Predicting Noise, Not the Image (Directly)
Initially, the idea of training the network to predict noise (ε_θ) was confusing. Why predict random noise? The insight was that it’s not predicting any noise, but the specific noise vector ε that was sampled and added to a specific x_0 at a specific step t to produce the input x_t. By doing this across all timesteps and data points, the network learns the relationship between noise patterns and image structures at different noise levels. It learns the “directionality” needed to remove noise correctly.

The Simplified Loss Works Surprisingly Well
The paper proposes using a simplified objective (L_simple, Eq. 14) which ignores the complex weighting terms present in the full variational bound (derived from Eq. 12). It’s just a mean squared error on the predicted noise. It felt like this was offloading a lot of the theoretical complexity onto the neural network’s learning capacity, but empirically, it leads to the best sample quality. This practical simplification was a significant takeaway.

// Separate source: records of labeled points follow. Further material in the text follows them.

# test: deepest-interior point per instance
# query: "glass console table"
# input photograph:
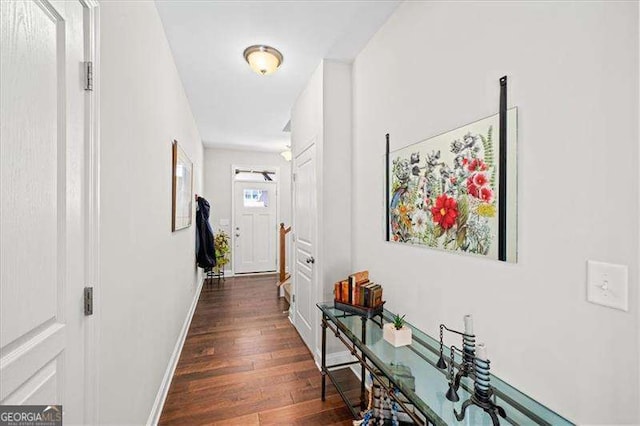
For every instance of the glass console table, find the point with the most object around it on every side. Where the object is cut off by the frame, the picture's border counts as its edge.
(363, 337)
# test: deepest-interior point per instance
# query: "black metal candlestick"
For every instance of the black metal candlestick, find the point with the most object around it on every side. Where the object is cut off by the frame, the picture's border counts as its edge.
(466, 367)
(482, 393)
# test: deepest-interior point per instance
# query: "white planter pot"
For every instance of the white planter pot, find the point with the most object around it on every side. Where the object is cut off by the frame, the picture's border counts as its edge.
(397, 338)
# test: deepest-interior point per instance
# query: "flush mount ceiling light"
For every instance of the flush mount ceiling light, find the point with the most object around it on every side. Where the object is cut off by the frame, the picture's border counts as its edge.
(263, 59)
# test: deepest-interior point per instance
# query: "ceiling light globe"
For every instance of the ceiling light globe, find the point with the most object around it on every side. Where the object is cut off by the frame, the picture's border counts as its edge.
(263, 59)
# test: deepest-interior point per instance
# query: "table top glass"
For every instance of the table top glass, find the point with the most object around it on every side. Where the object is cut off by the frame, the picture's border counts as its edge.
(431, 383)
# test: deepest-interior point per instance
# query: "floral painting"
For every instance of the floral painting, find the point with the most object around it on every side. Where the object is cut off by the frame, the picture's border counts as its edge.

Discrete Data Needs Care at the End
Since the diffusion process operates in continuous space (adding Gaussian noise), but image data is typically discrete (e.g., pixel values 0-255), the final step of the reverse process needs special handling. Equation 13 describes how to get discrete log-likelihoods by integrating the final continuous Gaussian output N(x_0; μ_θ(x_1, 1), σ_1^2 * I) over the appropriate “bins” corresponding to each discrete pixel value. It’s a necessary step to bridge the continuous model and discrete data.

Good Samples, Okay Likelihood
The paper notes that while DDPMs achieve excellent sample quality (state-of-the-art FID scores at the time), their log-likelihoods (NLL) weren’t as competitive as some other likelihood-based models like flows or autoregressive models. This suggests an interesting trade-off: the inductive bias of the diffusion process seems particularly good for perceptual quality, even if it doesn’t assign the absolute highest probability density to the training data compared to models explicitly optimizing NLL.

Math is Dense, Intuition is Key
The paper is mathematically quite dense, especially the derivations connecting the ELBO to the noise prediction objective. Following every step was challenging. However, the core intuition: reversing a gradual noising process by learning to predict the noise added at each step, is relatively clear and provides a good handle on how these models work.

Connection to Score Matching & Langevin Dynamics
The noise prediction parameterization ε_θ explicitly connects DDPM training to denoising score matching across multiple noise scales, and the sampling process (Algorithm 2) resembles annealed Langevin dynamics. This provides a link to other areas of generative modeling and physics-inspired methods.

Summary & Final Thoughts

DDPMs offer a powerful approach to generative modeling by learning to reverse a fixed diffusion process. The key idea of predicting the added noise at each step, trained with a simplified objective, leads to state-of-the-art sample quality. While the underlying theory is mathematically involved, the core mechanism is intuitive. The trade-off between excellent sample quality and good-but-not-best likelihood scores highlights the unique properties of this model class. It’s a dense paper, but the core ideas are worth understanding.